In her video work, Alana Riley turns the digital camera back toward the luminous source in order to produce a liminal image at the limits of abstraction. And like Riley, Claire Hannicq generates intentionally dazzling effects that interrogate the act of photography. Both artists exploit the luminous potential of a filmed sequence or of a photograph arranged in the installation space to momentarily blur one’s sight and to instill doubt regarding the terms of the image’s existence. With a series of photographs that are available online for one time only, Hannicq also underscores the paradox of the image’s unique status and its reproducibility. Pétrel | Roumagnac’s book-object places the spectator in front of an absent image. The duo proposes a textual transcription of photographs and of image transformations produced in museum conservation facilities. The writing borrows its form from theatre, restoring images through stage directions and blocking without coming into view. On the whole, the exhibition brings contradictory images into play, images meant to dissolve at the moment of their appearance, while affirming the persistance of the photographic medium despite their fleeting nature: whether through disappearances or omissions, concealment or abstraction, the materiality and fragility of the image are never far way.
Through simple manipulations, sometimes combined with new technologies, the processes at work can suggest luminous explorations of the beginnings of photography and cinema. The artists here brought together fashion sensitive, variously tenuous or more self-assured connections with these experimentations in order to return to an accidental, spontaneous, or compound use of light as primary creative material.

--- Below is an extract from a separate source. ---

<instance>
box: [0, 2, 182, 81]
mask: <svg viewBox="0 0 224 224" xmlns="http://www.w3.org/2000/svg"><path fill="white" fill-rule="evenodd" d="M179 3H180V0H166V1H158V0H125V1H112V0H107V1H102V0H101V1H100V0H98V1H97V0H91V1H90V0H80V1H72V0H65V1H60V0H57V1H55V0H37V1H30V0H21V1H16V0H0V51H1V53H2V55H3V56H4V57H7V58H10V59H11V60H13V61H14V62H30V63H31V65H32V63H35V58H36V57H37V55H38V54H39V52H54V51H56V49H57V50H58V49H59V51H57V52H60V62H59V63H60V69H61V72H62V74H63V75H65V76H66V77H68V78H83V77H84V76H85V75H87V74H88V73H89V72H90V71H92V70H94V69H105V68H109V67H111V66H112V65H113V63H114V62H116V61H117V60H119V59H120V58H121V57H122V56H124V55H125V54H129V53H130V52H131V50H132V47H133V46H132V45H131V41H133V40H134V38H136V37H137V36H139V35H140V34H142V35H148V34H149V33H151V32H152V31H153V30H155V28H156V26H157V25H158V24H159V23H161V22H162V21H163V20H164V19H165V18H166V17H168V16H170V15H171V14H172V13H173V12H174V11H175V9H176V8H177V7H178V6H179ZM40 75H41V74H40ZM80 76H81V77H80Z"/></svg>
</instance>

Loin des yeux does not propose a nostalgic rapport with the medium so much as a critical though playful deflection that enables us to redefine our relationship with images and their current modes of appearance. It invites us to reinvent a contemplation before unstable and defiant images and to begin a reflection on their mass production and proliferation in today’s visual culture.
Claire Moeder wishes to thank the Conseil des arts et des lettres du Québec for its financial support.